Like Simon Peter, like Thomas called the Twin, Nathanael and the sons of Zebedee, and two others of his disciples exhausted by a night in which "they had caught nothing" (cf. Jn 21,3), you too will sometimes be overwhelmed by dejection. Do not give into the temptation of the devil. Rather, draw close to the risen Christ and experience, and make others deeply experience, the power that comes from his own definition of himself:  "I am the Alpha and the Omega, the Beginning and the End" (Apoc 21,6). Sustained by the strength that emanates from him, you too will have an abundant catch, guiding many other human beings in their search for truth and goodness.

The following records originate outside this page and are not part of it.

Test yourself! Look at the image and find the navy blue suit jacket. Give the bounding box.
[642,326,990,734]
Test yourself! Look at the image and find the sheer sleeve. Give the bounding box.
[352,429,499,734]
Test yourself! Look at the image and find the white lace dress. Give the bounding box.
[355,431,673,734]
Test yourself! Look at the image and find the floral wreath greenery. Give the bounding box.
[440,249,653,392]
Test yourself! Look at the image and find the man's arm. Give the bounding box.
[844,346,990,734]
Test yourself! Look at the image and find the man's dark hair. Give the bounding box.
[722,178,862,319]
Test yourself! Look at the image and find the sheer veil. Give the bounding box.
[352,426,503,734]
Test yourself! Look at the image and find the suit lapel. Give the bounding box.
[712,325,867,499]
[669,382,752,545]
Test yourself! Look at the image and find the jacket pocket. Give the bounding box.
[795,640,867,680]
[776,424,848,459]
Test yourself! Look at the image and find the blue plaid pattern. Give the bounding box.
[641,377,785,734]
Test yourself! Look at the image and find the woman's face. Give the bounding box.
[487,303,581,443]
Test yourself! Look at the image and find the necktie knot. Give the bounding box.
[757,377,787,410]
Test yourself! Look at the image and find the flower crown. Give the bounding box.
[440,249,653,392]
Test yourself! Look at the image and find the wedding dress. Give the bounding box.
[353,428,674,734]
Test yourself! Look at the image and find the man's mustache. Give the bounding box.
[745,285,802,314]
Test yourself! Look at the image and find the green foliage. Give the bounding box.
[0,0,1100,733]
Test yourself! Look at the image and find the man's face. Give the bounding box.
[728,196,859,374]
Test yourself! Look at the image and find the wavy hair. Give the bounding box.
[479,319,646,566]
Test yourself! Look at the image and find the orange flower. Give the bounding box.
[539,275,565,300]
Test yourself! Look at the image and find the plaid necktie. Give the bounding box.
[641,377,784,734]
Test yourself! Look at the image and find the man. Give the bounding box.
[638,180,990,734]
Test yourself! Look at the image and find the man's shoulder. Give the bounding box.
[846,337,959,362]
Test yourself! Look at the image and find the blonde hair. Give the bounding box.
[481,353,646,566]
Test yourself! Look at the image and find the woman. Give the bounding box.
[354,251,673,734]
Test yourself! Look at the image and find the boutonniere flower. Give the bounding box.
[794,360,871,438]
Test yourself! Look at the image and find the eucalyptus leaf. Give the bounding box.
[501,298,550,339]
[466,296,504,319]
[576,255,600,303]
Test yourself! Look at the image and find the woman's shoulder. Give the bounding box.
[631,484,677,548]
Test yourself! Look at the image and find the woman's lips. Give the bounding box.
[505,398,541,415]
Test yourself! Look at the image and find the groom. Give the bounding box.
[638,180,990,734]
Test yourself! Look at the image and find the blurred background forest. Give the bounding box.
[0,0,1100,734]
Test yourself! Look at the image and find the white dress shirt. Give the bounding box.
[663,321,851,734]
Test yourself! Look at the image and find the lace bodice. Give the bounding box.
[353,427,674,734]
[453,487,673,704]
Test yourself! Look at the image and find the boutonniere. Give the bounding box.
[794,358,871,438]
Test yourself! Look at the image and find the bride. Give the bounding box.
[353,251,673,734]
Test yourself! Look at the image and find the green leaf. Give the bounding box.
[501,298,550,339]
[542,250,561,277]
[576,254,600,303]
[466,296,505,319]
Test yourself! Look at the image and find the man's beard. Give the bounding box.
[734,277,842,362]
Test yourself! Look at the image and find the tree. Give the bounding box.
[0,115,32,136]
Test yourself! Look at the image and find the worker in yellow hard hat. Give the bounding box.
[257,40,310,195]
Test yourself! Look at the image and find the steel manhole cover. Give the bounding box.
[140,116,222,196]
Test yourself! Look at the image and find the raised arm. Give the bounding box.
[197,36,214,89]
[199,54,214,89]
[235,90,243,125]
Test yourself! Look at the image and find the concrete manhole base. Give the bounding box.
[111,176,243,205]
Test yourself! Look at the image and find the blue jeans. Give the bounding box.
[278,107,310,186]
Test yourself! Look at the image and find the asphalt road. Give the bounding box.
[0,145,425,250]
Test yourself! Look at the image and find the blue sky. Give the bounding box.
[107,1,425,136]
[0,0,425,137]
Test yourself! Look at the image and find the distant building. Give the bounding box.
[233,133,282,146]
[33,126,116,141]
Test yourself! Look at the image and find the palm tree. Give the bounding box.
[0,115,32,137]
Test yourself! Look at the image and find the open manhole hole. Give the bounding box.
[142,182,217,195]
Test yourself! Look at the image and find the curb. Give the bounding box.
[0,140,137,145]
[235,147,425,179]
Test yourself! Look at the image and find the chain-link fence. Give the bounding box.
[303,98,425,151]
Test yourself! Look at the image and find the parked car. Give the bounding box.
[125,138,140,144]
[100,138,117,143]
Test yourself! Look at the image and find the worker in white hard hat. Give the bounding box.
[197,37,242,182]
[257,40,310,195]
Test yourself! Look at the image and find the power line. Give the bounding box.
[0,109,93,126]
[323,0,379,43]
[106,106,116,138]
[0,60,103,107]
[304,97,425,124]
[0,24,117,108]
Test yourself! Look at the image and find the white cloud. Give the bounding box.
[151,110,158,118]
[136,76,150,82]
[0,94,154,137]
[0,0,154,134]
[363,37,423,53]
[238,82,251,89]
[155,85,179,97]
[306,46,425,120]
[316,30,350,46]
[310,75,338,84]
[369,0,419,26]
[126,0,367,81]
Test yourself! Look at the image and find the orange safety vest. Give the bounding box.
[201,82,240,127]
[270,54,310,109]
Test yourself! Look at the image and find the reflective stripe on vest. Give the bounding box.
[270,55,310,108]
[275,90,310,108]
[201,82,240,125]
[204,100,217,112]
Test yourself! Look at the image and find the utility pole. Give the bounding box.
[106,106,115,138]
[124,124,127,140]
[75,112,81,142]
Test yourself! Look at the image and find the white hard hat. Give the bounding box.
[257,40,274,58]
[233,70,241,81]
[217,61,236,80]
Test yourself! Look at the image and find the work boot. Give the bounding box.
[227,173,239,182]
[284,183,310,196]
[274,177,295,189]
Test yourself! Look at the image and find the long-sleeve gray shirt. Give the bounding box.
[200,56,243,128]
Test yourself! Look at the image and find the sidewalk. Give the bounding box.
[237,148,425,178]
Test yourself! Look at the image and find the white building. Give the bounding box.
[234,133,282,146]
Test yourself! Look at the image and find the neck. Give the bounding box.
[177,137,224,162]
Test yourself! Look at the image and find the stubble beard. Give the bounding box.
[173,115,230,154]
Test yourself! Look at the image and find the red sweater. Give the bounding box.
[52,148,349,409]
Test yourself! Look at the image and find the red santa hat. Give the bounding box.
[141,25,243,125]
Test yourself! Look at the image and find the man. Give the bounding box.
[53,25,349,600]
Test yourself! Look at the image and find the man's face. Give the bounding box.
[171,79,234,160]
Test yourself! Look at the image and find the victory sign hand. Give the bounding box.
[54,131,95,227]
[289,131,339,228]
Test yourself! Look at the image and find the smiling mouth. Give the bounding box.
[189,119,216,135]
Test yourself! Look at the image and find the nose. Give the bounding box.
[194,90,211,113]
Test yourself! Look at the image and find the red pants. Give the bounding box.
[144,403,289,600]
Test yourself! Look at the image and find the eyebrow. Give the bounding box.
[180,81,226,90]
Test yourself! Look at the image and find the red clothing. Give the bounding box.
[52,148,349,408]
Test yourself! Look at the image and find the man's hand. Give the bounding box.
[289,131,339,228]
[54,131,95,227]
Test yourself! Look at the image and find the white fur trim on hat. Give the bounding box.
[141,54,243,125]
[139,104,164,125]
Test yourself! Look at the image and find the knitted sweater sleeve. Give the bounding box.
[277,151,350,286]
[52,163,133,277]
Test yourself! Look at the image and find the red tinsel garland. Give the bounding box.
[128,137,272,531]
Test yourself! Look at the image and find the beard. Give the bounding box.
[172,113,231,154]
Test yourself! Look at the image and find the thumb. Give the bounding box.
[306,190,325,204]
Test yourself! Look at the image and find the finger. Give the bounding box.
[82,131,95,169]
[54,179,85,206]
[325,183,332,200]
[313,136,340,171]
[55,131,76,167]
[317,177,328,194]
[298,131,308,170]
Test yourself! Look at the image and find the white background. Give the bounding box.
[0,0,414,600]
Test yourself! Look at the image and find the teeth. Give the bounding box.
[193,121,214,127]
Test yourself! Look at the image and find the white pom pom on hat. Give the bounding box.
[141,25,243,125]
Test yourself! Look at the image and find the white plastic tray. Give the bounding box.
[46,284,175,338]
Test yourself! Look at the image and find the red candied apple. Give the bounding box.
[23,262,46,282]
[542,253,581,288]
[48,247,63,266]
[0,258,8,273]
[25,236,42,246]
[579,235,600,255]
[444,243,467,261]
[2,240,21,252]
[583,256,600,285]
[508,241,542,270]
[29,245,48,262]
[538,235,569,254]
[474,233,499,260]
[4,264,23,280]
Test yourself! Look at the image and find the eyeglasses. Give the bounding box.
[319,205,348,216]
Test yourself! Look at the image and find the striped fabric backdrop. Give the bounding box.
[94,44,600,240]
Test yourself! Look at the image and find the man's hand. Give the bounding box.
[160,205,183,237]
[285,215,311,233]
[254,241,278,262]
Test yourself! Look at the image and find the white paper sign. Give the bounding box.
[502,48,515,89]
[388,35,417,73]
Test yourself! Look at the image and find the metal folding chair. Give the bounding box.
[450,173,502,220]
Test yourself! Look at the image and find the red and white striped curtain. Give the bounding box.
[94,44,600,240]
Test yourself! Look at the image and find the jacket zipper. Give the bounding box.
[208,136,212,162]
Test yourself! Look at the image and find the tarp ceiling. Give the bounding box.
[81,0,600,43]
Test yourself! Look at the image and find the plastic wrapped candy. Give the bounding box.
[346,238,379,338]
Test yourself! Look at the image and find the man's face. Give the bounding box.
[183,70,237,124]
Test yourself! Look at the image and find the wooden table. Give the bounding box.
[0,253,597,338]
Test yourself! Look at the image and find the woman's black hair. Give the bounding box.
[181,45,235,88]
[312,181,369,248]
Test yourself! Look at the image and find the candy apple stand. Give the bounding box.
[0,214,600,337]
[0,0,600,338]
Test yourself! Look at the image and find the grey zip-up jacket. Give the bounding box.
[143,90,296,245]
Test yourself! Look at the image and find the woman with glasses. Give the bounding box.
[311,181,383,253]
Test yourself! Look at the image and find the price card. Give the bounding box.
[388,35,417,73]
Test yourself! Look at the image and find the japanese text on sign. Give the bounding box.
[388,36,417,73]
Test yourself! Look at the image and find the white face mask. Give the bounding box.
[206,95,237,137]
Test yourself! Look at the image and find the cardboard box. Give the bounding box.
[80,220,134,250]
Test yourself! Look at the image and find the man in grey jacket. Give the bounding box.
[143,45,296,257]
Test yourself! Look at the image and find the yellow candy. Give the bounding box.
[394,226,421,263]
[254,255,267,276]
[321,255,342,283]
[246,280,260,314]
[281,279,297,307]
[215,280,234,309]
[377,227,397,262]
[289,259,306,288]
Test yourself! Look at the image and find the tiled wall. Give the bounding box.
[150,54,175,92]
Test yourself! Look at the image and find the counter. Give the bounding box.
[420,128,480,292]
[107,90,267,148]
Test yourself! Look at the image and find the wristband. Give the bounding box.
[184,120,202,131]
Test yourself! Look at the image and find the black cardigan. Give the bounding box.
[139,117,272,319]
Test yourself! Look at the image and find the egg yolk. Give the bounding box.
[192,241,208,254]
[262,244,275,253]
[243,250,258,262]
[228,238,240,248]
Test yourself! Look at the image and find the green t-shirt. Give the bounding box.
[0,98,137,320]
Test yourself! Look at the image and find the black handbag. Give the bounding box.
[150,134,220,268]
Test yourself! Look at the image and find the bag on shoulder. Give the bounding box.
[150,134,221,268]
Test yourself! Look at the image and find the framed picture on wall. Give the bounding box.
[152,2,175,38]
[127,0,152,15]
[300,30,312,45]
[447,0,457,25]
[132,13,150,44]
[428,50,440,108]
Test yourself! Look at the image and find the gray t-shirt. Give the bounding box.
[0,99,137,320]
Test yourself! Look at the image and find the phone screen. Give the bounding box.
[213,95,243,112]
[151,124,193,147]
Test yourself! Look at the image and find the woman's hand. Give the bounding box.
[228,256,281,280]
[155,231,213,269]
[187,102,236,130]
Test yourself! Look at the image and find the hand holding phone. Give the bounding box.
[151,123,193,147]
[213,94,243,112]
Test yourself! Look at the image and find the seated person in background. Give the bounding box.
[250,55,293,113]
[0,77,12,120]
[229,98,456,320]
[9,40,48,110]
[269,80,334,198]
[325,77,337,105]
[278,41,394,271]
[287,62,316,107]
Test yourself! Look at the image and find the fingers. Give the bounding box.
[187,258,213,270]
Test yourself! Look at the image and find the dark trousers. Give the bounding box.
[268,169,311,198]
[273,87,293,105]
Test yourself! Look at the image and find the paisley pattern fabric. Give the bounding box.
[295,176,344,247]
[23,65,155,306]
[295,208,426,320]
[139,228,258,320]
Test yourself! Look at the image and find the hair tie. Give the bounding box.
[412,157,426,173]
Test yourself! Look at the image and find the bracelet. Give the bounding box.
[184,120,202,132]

It will be enough for you to be faithful to the Gospel, without the slightest hesitation; this will be the way to offer others the opportunity to know the breadth, the length, the height and the depth of Christ's love (cf. Eph 3,18).

5. In the Letter which I wrote at the end of the Holy Year, I echoed Christ's words to Peter:  Duc in altum! I also extend this invitation to you, who will shortly have to leave Rome for the world, the Urbe for the Orbe. The world that awaits you is thirsting for God even when it is not aware of it. Recalling the Apostle Philip's meeting with some Greeks, I myself wrote that "like those pilgrims of 2,000 years ago, the men of our own day - often perhaps unconsciously - ask believers not only to "speak' of Christ, but in a certain sense to "show' him to them" (Novo Millennio ineunte, n. 16).

Others must "make Christ visible" in a parish or among a group of young people, in an industrial neighbourhood or among society's outcasts. You must "make him visible" in your contact with political and diplomatic circles; you will succeed in doing this with your life witness rather than with the force of juridical or diplomatic arguments. You will be effective to the extent that those who approach you will feel that they are discovering the liberating presence of the risen Christ in your words, in your attitude, and in your life.

In the future you will be traveling the highways of the world: always remember that you are at the service of the Successor of Peter and in a creative dialogue with the Pastors of the particular Churches in the countries where you are sent to carry out your mission. Take Christ with you. May Mary help you live his thoughts and sentiments intensely (cf. Phil 2,5-11). May my affectionate Blessing accompany you!


*L'Osservatore Romano. Weekly Edition in English n. 24 p.12.